At least presented quarterly but maintained continuously, there should be data to prove that your organization is meeting its desired risk level in relation to application security and specifically the involvement of secrets. This is why both dashboards AND data exports for custom reporting by team is a critical part of whatever secrets management platform you chose. Maybe grouped by team or source systems, this data should include:
- criticality (how dangerous is the leaked secret)
- **validity (is the secret still working or not)
- timeframes (how long has it been a problem, how long did it take to remediate)
- severity (a combination of automated and human prioritization factors)
- status (is it open, being worked on, remediated, or resolved otherwise)
(Coincidentally, this is why I started a repo for companion tooling to GitGuardian’s API, making metrics extracts in automated processes easy and customizable.)
My recent experience as an interviewee
Last week I had the opportunity to share a presentation of the platform back to some folks at GitGuardian, eventually leading to a sit-down with their CEO. Like other France-based companies I’ve had the pleasure of working with in the past, the process was intentional and professional, and the people were genuine and driven. I would like to be one of their awesome sales engineers because that’s what I find I love doing at this stage in my life.
At a later time, I’ll add a re-recording of my presentation here, though my slide deck is available with speaker notes of what was said.
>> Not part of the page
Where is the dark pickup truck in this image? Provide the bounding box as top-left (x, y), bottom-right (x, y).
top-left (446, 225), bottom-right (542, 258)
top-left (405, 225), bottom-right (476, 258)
The two main things besides prep and practice work that got me to this interview over other candidates were: A) spinning up a from-scratch tech stack to demonstrate technical competence over their platform, and B) driving home the value in development cycles about ‘no rework’, which their sales VP absolutely loved.
I also called in a favor…quite literally…one of my prior account champions from a [very large health care provider] had a few minutes to talk with Eric the CEO about my involvement in a $1.3M deal. At the beginning of the interview, I asked if he would welcome a quick call considering his schedule was short, and surprisingly his response was positive and a bit pleasantly surprised too. Afterwards over text, my thanks to this champ resulted in them asking for an intro because…unsurprisingly…as it turns out, that big large company also sees secrets sprawl as a huge potential problem area that needs to be addressed. So, maybe that’s Account #1 :D
My sense is that, even if we don’t work together, we can look at this as a good learning experience about how genuine and driven people think alike. I respect the thing they’ve built and will happily recommend it to folks along my way.
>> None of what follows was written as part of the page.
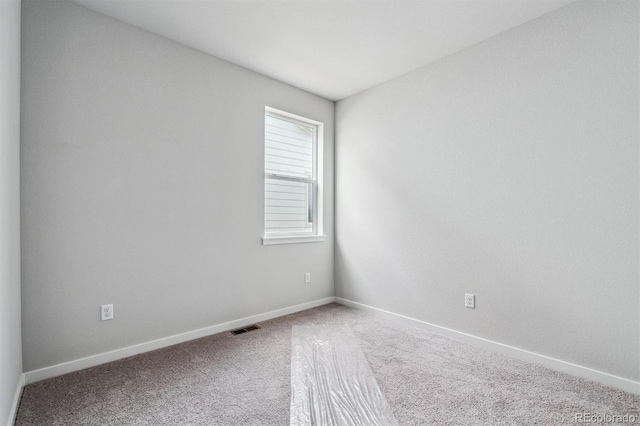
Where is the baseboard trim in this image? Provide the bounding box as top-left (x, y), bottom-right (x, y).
top-left (335, 297), bottom-right (640, 395)
top-left (24, 297), bottom-right (335, 385)
top-left (7, 373), bottom-right (25, 426)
Secrets management in my own homelab
Well if I told you, it wouldn’t be a secret now would it?
Just kidding, it’s a mixture of:
- For self-hosted password manager, I use
Bitwarden-> KeePass (has a mobile app) - For my Kubernetes stuff, OSS Vault (even though I dislike Hashicorp for their Terraform licensing tomfoolery of 2023) which I can get around with the OpenTofu provider
- Combination of Cosmian and cloud-provided KMS
- Minimization of secrets in environment variables, preferring to use my own wrapper framework which uses HVAC for Python projects
- Secrets expiration of 1 month on almost all stored values
- Scripts to automate the rotation of app secrets with interactive admin credentials
- Notes (private git, Obsidian) on how to rotate admin credentials not including the admin secrets
Obviously, this is overkill, right?
Nope. I like to know how things work, especially when it comes to personal digital security and privacy. Everything above is also represented in my data backup and recovery strategy. I also like to have multiple levels of use cases for disaster recovery that I can exercise on a semi-frequent basis.
For me, this is like mowing my yard…there’s a simple pleasure in curating and maintaining things that I know how they work. Like interviewing, it was nice to see a little bit into how a cool company works and take a solid crack at driving a job offer.